Monday, November 08, 2004

Why (some) Evangelicals Scare Me

It's been a busy week of travel for OkiePundit so I apologize for the delay in explaining why, in my last post, I said evangelicals were a danger to a liberal democracy and perhaps the world. I should have said "most evangelicals" because I know quite a few who don't believe it is right to impose their religious beliefs on others. No, the evangelicals are not bad people - just the opposite. Most I know are very good people who do a lot of good for others. But when they start telling others how to live their lives I have a problem with that.

The danger I referred to regarded their objective (as I've heard them state over and over in church) to apply their interpretation of Biblical laws to the State and to infuse our foreign policy with Biblical intent. To be specific, I'm talking the whole agenda - the re-making of the United States as a "Christian nation" by putting school-sponsored Christian prayer into schools to facilitating Armageddon in the Middle East to hasten the second coming of Christ as prophesied in the Bible. I would say this is dangerous whether the proponents were Christian, Jewish, Islamic, Buddhist, or Wiccans. When we start believing we have an unquestioned hold on the truth and believing that we need to force everyone else to conform to our beliefs we are in the danger zone.

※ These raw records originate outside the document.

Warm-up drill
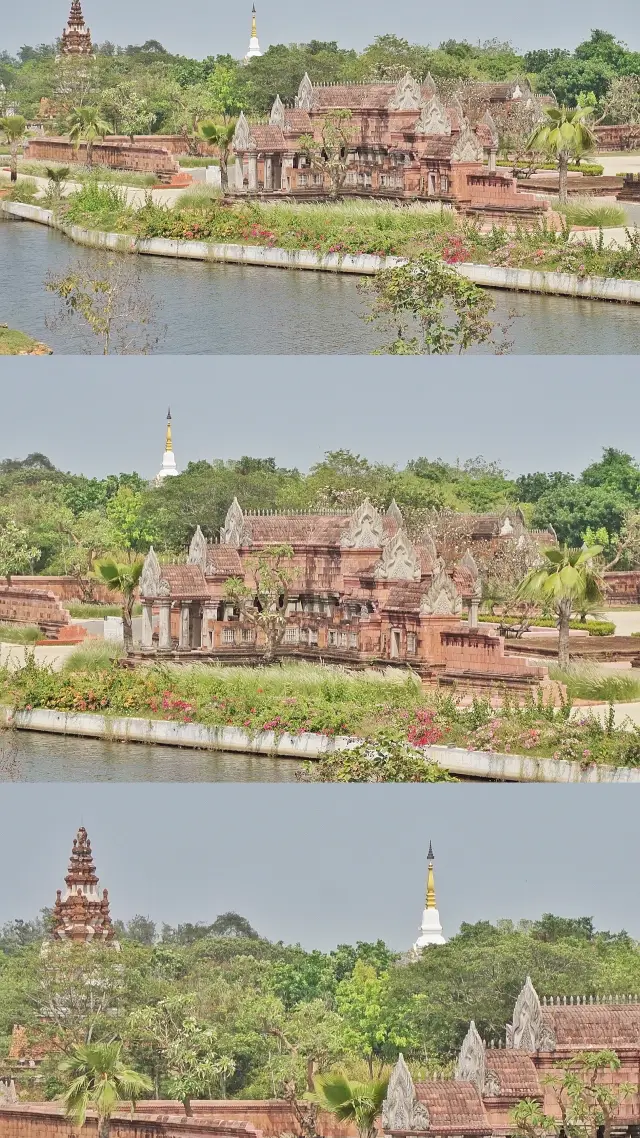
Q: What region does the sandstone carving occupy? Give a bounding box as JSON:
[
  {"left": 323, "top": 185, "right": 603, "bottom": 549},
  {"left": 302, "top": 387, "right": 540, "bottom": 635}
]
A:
[
  {"left": 295, "top": 72, "right": 314, "bottom": 110},
  {"left": 140, "top": 546, "right": 161, "bottom": 598},
  {"left": 456, "top": 1020, "right": 485, "bottom": 1092},
  {"left": 187, "top": 525, "right": 208, "bottom": 571},
  {"left": 420, "top": 569, "right": 462, "bottom": 616},
  {"left": 221, "top": 497, "right": 248, "bottom": 546},
  {"left": 451, "top": 125, "right": 484, "bottom": 163},
  {"left": 388, "top": 72, "right": 422, "bottom": 111},
  {"left": 375, "top": 530, "right": 421, "bottom": 581},
  {"left": 382, "top": 1054, "right": 431, "bottom": 1133},
  {"left": 341, "top": 498, "right": 384, "bottom": 548},
  {"left": 233, "top": 112, "right": 252, "bottom": 151},
  {"left": 415, "top": 95, "right": 451, "bottom": 135},
  {"left": 269, "top": 94, "right": 285, "bottom": 128}
]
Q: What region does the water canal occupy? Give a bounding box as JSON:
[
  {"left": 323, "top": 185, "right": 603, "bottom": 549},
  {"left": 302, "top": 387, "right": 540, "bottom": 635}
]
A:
[
  {"left": 0, "top": 730, "right": 303, "bottom": 781},
  {"left": 3, "top": 217, "right": 640, "bottom": 354}
]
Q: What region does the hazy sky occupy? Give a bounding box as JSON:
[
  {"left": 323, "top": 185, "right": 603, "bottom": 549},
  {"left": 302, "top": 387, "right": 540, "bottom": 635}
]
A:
[
  {"left": 5, "top": 0, "right": 640, "bottom": 59},
  {"left": 1, "top": 356, "right": 639, "bottom": 481},
  {"left": 0, "top": 784, "right": 638, "bottom": 951}
]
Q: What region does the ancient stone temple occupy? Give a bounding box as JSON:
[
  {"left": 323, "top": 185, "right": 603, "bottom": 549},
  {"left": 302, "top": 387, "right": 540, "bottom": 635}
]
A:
[
  {"left": 413, "top": 843, "right": 446, "bottom": 953},
  {"left": 231, "top": 72, "right": 548, "bottom": 220},
  {"left": 50, "top": 827, "right": 118, "bottom": 947},
  {"left": 382, "top": 978, "right": 640, "bottom": 1138},
  {"left": 60, "top": 0, "right": 93, "bottom": 56},
  {"left": 136, "top": 498, "right": 549, "bottom": 694}
]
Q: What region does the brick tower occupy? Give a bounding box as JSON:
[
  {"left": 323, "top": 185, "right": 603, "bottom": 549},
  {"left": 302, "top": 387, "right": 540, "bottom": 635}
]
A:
[
  {"left": 60, "top": 0, "right": 93, "bottom": 56},
  {"left": 50, "top": 827, "right": 118, "bottom": 946}
]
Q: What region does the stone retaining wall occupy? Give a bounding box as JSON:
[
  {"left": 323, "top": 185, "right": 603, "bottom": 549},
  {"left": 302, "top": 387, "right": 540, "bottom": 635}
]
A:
[
  {"left": 0, "top": 587, "right": 70, "bottom": 635},
  {"left": 1, "top": 707, "right": 638, "bottom": 782},
  {"left": 24, "top": 138, "right": 178, "bottom": 175},
  {"left": 0, "top": 577, "right": 115, "bottom": 604},
  {"left": 3, "top": 201, "right": 640, "bottom": 304}
]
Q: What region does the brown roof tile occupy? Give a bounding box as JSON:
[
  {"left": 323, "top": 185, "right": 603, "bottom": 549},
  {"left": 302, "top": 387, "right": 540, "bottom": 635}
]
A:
[
  {"left": 311, "top": 83, "right": 396, "bottom": 110},
  {"left": 484, "top": 1050, "right": 541, "bottom": 1097},
  {"left": 542, "top": 1004, "right": 640, "bottom": 1047},
  {"left": 249, "top": 124, "right": 286, "bottom": 150},
  {"left": 206, "top": 546, "right": 243, "bottom": 576},
  {"left": 385, "top": 582, "right": 423, "bottom": 611},
  {"left": 284, "top": 109, "right": 312, "bottom": 132},
  {"left": 414, "top": 1082, "right": 491, "bottom": 1133},
  {"left": 160, "top": 564, "right": 209, "bottom": 599}
]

A few weeks ago I was listening to a church cell group leader talk about the inevitability of an Arab - Israel war that would bring Israel to its knees and Jesus back for the Rapture. He was telling us that the role the US was playing in the Middle East was (and this was President Bush's plan according to the cell leader) designed to prepare the way for Armageddon and the second coming. This is not the first time I've heard this kind of talk in evangelical circles. Many of these people are voting based on a perception that Rapture-facilitation is the unstated goal of President Bush. No, I don't think the President shares this belief - at least I hope not. But I'm beginning to believe that it might be possible for the evangelicals to eventually elect someone that might share such thinking and be anxious to act on it. It scares me.

No, I'm not anti-Christian or anti-religious at all. I grew up in Oklahoma at a time when I was subjected to forced recitation of Christian prayer over the school intercom and mandatory fundamentalist-run Bible lessons in my public school classroom. That's not what I want to happen to my children. Or to the children of believers in other faiths or to non-believers. Our ancestors came here to escape religious persecution - let's keep that in mind.